В решении 1987 года было сказано, что премия присуждается "за всеобъемлющую литературную деятельность, отличающуюся ясностью мысли и поэтической интенсивностью".
"Всеобъемлющая литературная деятельность" включает многое: собственные стихи, переводы поэтов разных стран на русский язык и русских на английский, эссеистику, чтение лекций по литературе в учебных заведениях США и Великобритании, многочисленные выступления с докладами на конференциях и симпозиумах в разных странах мира.
"До сих пор существуют разночтения, - пишет А. М. Блох, - что же все-таки послужило главным стержнем для присуждения ему (Бродскому. - Т. Г.) престижной награды. И, основываясь на свидетельствах тех, кто хорошо знал Бродского в американский период его жизни, считает, что премию ему обеспечила именно эссеистика, делая, однако, оговорку, что "достоверно об этом можно будет узнать лишь из рассекреченных документов Нобелевского комитета, то есть не ранее 2038 года".
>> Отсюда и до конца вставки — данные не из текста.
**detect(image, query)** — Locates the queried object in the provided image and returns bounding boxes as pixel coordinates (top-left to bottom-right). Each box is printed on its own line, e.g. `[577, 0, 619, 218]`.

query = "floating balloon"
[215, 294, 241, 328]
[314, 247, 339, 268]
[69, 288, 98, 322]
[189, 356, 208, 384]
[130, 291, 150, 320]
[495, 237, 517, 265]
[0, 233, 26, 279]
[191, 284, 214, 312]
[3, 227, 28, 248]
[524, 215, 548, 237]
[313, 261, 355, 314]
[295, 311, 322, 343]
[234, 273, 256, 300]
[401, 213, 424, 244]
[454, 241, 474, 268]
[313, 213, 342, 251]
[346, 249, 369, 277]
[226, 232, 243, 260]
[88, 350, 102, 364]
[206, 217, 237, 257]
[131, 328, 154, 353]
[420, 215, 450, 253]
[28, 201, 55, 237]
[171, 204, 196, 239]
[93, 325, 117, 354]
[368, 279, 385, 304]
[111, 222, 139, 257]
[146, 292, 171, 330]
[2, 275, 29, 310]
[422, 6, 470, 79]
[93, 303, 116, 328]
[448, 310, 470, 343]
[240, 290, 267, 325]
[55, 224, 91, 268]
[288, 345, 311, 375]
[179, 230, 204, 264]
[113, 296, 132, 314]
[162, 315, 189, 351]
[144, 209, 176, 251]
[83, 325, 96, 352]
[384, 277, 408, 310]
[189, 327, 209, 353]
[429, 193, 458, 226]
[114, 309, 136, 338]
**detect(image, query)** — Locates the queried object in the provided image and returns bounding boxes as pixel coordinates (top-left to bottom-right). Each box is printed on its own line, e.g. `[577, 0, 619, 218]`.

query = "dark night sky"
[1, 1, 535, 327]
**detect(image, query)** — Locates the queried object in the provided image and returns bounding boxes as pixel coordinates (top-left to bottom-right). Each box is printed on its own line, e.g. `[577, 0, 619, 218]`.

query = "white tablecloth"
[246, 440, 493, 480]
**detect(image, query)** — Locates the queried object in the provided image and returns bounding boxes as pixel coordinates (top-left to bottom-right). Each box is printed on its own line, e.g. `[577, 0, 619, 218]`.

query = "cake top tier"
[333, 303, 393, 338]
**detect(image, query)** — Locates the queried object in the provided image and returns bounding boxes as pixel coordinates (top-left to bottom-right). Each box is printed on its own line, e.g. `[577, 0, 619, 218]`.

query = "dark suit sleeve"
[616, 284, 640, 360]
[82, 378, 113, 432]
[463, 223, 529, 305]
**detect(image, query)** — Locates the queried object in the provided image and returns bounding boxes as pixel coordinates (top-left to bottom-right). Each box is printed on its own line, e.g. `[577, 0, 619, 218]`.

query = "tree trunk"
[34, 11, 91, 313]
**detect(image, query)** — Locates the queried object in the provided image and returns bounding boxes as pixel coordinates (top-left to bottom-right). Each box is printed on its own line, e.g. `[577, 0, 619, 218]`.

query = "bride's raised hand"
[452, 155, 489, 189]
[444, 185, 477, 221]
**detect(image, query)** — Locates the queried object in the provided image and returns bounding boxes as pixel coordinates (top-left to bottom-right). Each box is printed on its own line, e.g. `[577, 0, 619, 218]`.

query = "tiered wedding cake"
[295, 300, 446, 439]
В пользу того, что проза сыграла существенную роль в награждении Бродского, говорит то, что большая ее часть была написана по-английски6, это способствовало ее немедленному распространению в мире. Она была доступна всем англоязычным читателям, а широкая известность - одно из условий награждения.
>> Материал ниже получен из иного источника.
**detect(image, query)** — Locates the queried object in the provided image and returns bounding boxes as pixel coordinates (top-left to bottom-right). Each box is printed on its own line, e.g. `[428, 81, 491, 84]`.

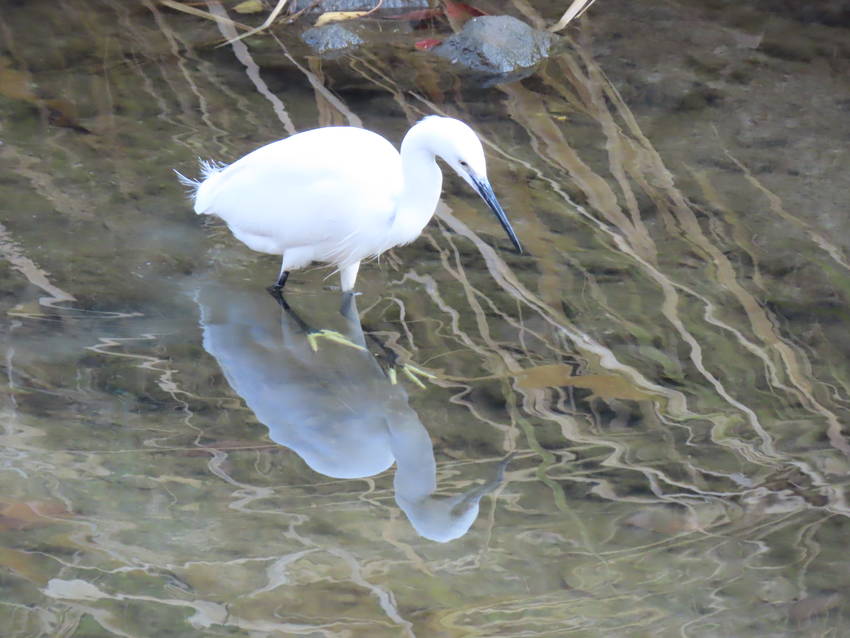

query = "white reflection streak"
[247, 549, 320, 596]
[0, 222, 75, 308]
[43, 578, 316, 634]
[437, 201, 782, 464]
[271, 33, 364, 128]
[143, 0, 222, 141]
[0, 328, 26, 476]
[206, 1, 296, 136]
Лев Лосев также подчеркивает, что "писательская репутация Бродского в Америке и в значительной степени вообще на Западе была упрочена его эссеистикой.
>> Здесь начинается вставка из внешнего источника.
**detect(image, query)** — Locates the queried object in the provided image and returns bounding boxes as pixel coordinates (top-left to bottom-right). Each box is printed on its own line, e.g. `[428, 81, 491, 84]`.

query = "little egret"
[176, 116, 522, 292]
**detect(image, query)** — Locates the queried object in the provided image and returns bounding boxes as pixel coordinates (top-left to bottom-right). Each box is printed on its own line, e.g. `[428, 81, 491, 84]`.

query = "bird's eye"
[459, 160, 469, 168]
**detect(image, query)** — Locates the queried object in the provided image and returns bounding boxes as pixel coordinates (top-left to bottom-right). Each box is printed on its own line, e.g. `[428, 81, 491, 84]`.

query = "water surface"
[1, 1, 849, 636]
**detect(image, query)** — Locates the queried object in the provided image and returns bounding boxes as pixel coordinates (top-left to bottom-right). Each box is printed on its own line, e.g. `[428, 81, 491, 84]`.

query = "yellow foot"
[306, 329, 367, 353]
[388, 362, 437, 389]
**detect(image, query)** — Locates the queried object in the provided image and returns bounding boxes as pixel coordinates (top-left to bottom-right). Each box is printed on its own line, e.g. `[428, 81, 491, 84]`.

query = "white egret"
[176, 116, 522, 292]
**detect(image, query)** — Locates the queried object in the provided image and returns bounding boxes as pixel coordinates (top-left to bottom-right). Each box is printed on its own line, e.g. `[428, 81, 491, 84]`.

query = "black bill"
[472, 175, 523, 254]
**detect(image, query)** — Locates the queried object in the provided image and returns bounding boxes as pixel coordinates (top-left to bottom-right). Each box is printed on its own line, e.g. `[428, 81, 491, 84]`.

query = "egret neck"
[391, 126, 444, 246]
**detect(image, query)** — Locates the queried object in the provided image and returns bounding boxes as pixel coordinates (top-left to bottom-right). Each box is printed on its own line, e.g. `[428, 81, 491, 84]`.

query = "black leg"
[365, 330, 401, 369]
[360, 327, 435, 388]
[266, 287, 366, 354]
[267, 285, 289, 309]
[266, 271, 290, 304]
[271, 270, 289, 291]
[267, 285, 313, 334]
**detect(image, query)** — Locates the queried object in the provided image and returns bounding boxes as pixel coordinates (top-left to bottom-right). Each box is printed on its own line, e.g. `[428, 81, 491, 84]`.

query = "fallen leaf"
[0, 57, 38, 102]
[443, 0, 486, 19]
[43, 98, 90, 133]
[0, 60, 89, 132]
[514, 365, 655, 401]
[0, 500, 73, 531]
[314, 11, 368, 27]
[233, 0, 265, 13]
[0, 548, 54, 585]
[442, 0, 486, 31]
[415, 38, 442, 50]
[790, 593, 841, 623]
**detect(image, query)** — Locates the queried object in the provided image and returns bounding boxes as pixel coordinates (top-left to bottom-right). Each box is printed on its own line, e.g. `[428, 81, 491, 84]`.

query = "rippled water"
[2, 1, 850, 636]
На Западе награждение Бродского не стало неожиданностью. С 1972 года он жил в Америке, где с первых же дней получил всестороннюю поддержку: во-первых, возможность издавать свои книги, во-вторых, возможность работать и обеспечивать себя материально. Популярности способствовали его поездки с чтением лекций по приглашению разных стран, многочисленные встречи со студентами, интервью, выступления в программах радио и телевидения. Положение изгнанника вызывало сочувственное отношение к нему. Всюду ему сопутствовал успех и, по слухам, осенью 1980 года он впервые был номинирован на Нобелевскую премию и в последующие годы постоянно оставался в списках. Всё чаще говорили о том, что он наиболее достоин ее: "Джо Эллис, декан женского колледжа Маунт-Холиока в Западном Массачусетсе, где Бродский провел в общей сложности 15 лет жизни в Соединенных Штатах, еще в 1986 году, добиваясь для него, не закончившего даже среднюю школу и лишенного каких-либо свидетельств об образовании, профессорской кафедры, "в переговорах с администрацией... использовал хороший козырь: "он скоро получит Нобелевскую премию"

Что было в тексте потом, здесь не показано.